Outra que mantém crescimento constante é a líder, RD, que abriu 240 lojas em 2018 e pretende manter esse ritmo em 2019. A rede faturou 15,5 bilhões em 2018. Uma das principais estratégias da RD é oferecer cuidados de saúde em suas unidades. Uma recente decisão do governo permitiu às drogarias brasileiras oferecer vacinação, o que deve dar fôlego à estratégia. “Todo mundo vai mais vezes à farmácia do que ao médico ou ao hospital. É uma possibilidade para melhorar o acesso a cuidados de saúde primários no país”, diz Marcílio Pousada, presidente da RD. Outra meta é ampliar o varejo online, que hoje responde por apenas 8,5% das vendas do grupo.
A integração entre o varejo físico e o comércio eletrônico deve ser a nova frente de batalha entre as grandes redes e as associações. Com mais poder de investimento, as redes tendem a levar vantagem. Nos Estados Unidos, a varejista online Amazon pagou 1 bilhão de dólares no ano passado pela PillPack, empresa que vende remédios pela internet. Por aqui, a compra de remédios online ainda é tímida, mas as grandes companhias já abriram o olho para isso.
A Onofre, comprada pela RD, é pioneira no setor e 45% de suas vendas são feitas pela internet.
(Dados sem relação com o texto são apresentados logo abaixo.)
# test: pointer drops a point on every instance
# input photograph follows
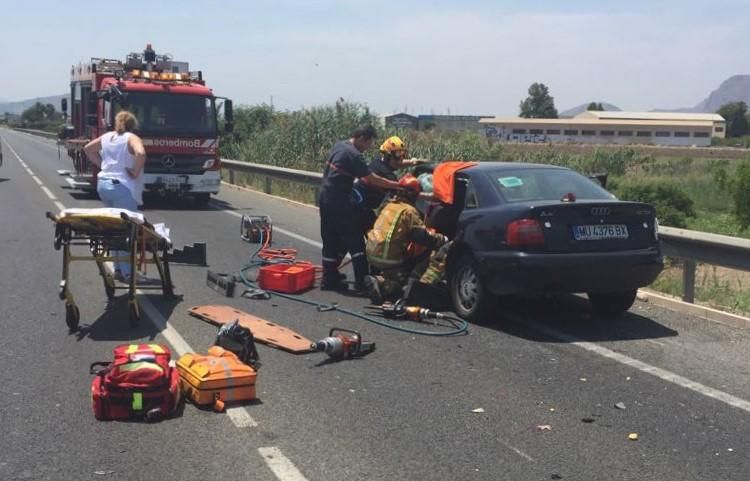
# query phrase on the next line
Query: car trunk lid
(595, 226)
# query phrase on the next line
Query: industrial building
(611, 127)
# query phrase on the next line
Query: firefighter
(367, 197)
(339, 234)
(402, 248)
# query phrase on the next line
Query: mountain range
(734, 89)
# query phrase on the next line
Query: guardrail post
(688, 280)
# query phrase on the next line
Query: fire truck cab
(177, 119)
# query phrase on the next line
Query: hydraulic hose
(459, 326)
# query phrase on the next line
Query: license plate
(173, 182)
(600, 232)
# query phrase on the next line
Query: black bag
(239, 340)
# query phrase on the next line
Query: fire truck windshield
(172, 114)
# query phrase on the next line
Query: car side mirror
(600, 179)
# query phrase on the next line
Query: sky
(469, 57)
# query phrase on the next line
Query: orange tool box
(287, 278)
(216, 378)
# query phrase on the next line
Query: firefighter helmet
(394, 146)
(411, 184)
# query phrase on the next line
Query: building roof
(677, 116)
(593, 122)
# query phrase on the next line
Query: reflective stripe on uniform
(388, 237)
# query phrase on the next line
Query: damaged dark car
(536, 229)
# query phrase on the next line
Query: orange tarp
(443, 179)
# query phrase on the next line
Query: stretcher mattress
(106, 219)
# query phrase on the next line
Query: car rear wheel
(612, 303)
(470, 297)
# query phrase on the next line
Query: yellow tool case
(216, 378)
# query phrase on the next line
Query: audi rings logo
(168, 161)
(600, 211)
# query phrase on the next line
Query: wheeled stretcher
(106, 230)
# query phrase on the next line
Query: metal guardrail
(694, 246)
(41, 133)
(689, 246)
(270, 173)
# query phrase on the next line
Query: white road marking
(34, 139)
(663, 374)
(48, 192)
(241, 418)
(280, 465)
(516, 450)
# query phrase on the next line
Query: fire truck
(178, 120)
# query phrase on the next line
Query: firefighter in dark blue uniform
(340, 232)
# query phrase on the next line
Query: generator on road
(178, 120)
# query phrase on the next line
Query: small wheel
(109, 287)
(72, 316)
(469, 294)
(134, 313)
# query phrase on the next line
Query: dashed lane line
(280, 465)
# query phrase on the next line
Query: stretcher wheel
(72, 316)
(167, 290)
(134, 313)
(109, 288)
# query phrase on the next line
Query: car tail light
(524, 232)
(212, 164)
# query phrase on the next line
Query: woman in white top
(120, 157)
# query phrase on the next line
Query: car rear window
(523, 185)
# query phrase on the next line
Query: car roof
(485, 166)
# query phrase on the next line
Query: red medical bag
(138, 384)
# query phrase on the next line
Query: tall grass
(302, 139)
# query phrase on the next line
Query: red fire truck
(177, 120)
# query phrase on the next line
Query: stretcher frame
(129, 235)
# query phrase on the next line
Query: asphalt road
(404, 412)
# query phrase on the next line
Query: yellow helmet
(394, 146)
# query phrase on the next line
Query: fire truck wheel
(202, 199)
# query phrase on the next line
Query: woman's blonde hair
(125, 122)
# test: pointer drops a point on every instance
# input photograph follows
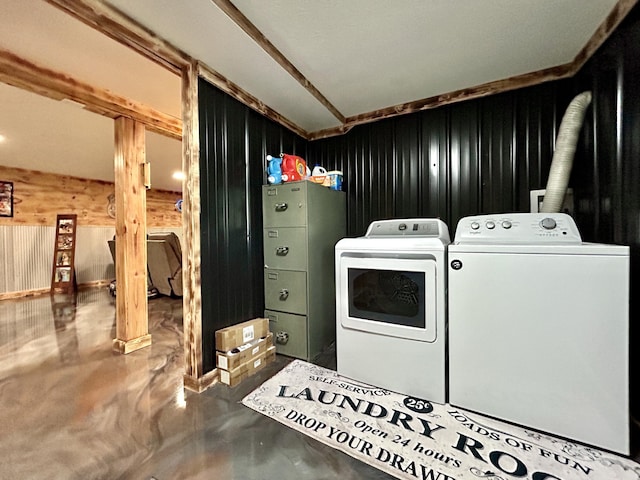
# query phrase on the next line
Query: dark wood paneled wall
(606, 179)
(479, 156)
(234, 141)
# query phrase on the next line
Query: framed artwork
(63, 273)
(6, 199)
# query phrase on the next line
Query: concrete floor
(73, 409)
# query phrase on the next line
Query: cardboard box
(237, 335)
(244, 371)
(242, 354)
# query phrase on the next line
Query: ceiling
(361, 56)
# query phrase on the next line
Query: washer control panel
(409, 227)
(518, 228)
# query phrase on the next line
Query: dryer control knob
(548, 223)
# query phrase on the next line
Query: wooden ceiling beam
(249, 100)
(491, 88)
(619, 12)
(250, 29)
(118, 26)
(24, 74)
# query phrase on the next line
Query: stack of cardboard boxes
(243, 350)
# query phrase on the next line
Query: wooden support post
(194, 377)
(132, 323)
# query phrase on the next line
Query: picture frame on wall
(63, 278)
(6, 199)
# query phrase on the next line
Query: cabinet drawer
(285, 291)
(284, 205)
(289, 333)
(285, 248)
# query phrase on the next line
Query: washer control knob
(548, 223)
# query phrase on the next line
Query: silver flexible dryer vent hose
(563, 155)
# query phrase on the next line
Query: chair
(164, 264)
(164, 259)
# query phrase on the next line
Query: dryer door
(388, 296)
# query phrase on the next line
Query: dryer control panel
(525, 228)
(409, 227)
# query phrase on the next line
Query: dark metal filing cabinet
(302, 222)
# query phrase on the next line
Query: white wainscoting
(26, 255)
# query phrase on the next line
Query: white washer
(391, 307)
(538, 327)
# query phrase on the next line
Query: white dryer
(538, 327)
(391, 306)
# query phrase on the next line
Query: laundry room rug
(411, 438)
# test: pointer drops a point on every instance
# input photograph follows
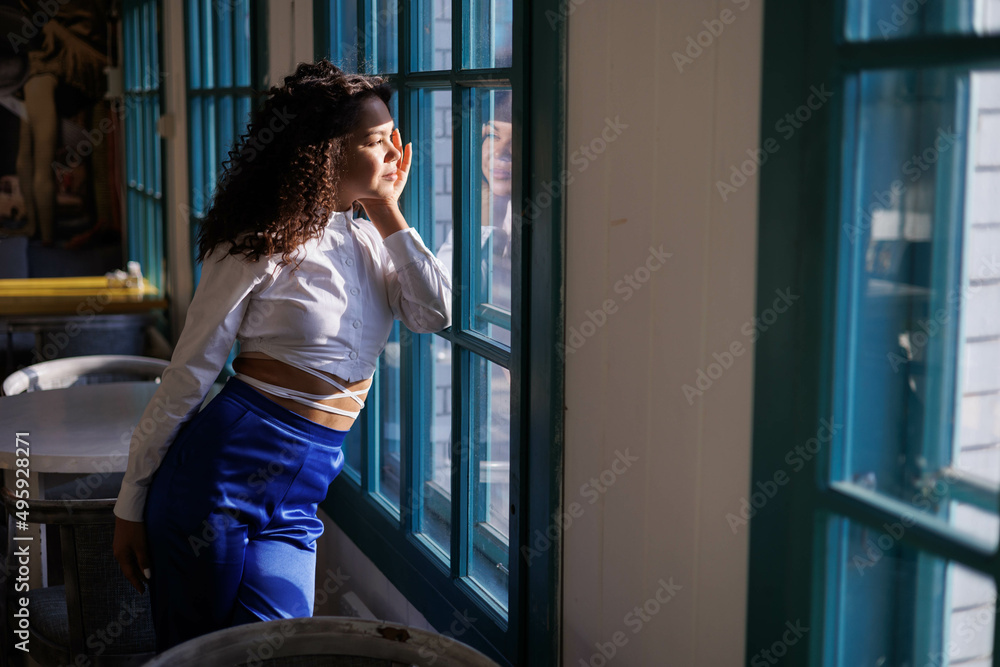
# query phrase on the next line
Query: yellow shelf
(77, 295)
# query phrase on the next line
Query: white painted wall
(663, 518)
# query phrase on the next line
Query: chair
(90, 369)
(96, 618)
(330, 641)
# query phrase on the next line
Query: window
(877, 438)
(450, 467)
(143, 145)
(222, 69)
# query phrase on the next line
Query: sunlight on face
(370, 160)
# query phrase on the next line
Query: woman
(310, 291)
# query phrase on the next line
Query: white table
(83, 430)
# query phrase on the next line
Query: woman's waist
(291, 375)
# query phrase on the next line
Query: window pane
(893, 19)
(431, 23)
(352, 451)
(489, 29)
(490, 421)
(490, 190)
(387, 470)
(892, 605)
(432, 171)
(920, 339)
(434, 477)
(382, 46)
(344, 34)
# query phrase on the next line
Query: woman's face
(369, 170)
(496, 157)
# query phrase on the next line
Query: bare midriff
(268, 369)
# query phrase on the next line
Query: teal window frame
(800, 224)
(218, 107)
(144, 155)
(529, 635)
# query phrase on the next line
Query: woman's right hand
(131, 552)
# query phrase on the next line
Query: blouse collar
(341, 217)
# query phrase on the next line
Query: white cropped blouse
(334, 314)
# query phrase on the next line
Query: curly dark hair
(277, 188)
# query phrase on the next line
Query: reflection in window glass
(893, 605)
(921, 338)
(432, 39)
(489, 27)
(432, 167)
(352, 451)
(389, 422)
(434, 519)
(382, 40)
(490, 476)
(344, 34)
(895, 19)
(491, 189)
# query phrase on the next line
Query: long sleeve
(213, 320)
(418, 285)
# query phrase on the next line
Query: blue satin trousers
(231, 515)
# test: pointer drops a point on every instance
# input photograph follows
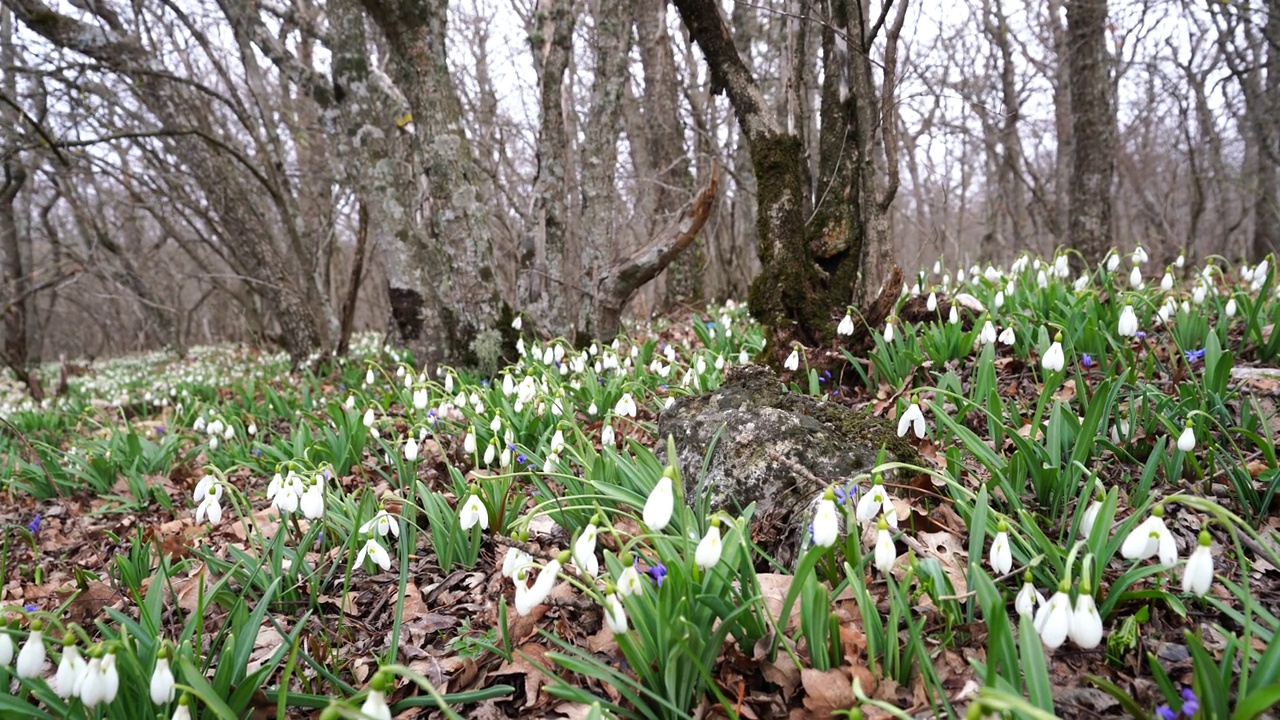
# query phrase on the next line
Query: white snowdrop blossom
(1086, 628)
(912, 419)
(886, 554)
(1198, 574)
(1151, 537)
(472, 514)
(374, 551)
(1187, 441)
(846, 326)
(209, 495)
(31, 657)
(382, 523)
(874, 502)
(1054, 619)
(792, 361)
(709, 547)
(71, 673)
(626, 405)
(530, 597)
(1128, 326)
(161, 680)
(826, 522)
(1054, 359)
(1001, 556)
(659, 505)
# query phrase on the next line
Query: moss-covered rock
(780, 450)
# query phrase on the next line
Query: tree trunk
(810, 270)
(1093, 117)
(442, 281)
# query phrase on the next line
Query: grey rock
(780, 450)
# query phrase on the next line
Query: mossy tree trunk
(812, 267)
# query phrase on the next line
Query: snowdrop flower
(913, 418)
(382, 523)
(846, 326)
(71, 670)
(209, 492)
(1001, 557)
(1198, 574)
(472, 513)
(615, 615)
(1054, 618)
(626, 405)
(584, 550)
(792, 361)
(1187, 441)
(311, 501)
(161, 679)
(1054, 358)
(874, 502)
(709, 547)
(885, 551)
(1151, 537)
(1128, 326)
(1028, 597)
(530, 597)
(31, 657)
(826, 522)
(375, 552)
(1086, 628)
(988, 333)
(661, 502)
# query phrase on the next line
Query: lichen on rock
(777, 449)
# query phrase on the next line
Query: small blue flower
(658, 573)
(1191, 703)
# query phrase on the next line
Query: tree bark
(1093, 117)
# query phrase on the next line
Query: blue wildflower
(1191, 703)
(658, 573)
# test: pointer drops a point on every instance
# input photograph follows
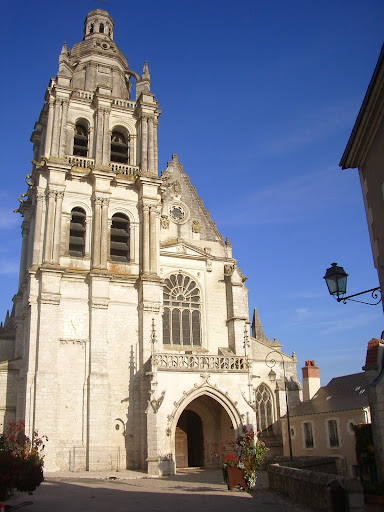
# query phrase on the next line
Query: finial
(145, 74)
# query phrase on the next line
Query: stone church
(129, 342)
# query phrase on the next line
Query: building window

Na visão do rei das farmacinhas, as vendas eletrônicas não estão com nada. “O futuro da farmácia é zero e-commerce. Explico: na maioria das vezes, o cliente precisa do remédio na hora. Um grande número de medicamentos exige entrega de receita, e há farmácias em cada esquina. Por que o cliente vai comprar pela internet?”, diz Tamascia.
“As farmácias associadas têm dificuldade de integrar canais e estoque para ter uma operação online, e por isso não incentivam a mudança. Esse é o principal desafio delas hoje”, afirma Alexandre van Beek, sócio-diretor da consultoria de varejo GS&Consult. A Febrafar posicionou suas tropas no chão. Agora é torcer para o inimigo não atacar pelo ar.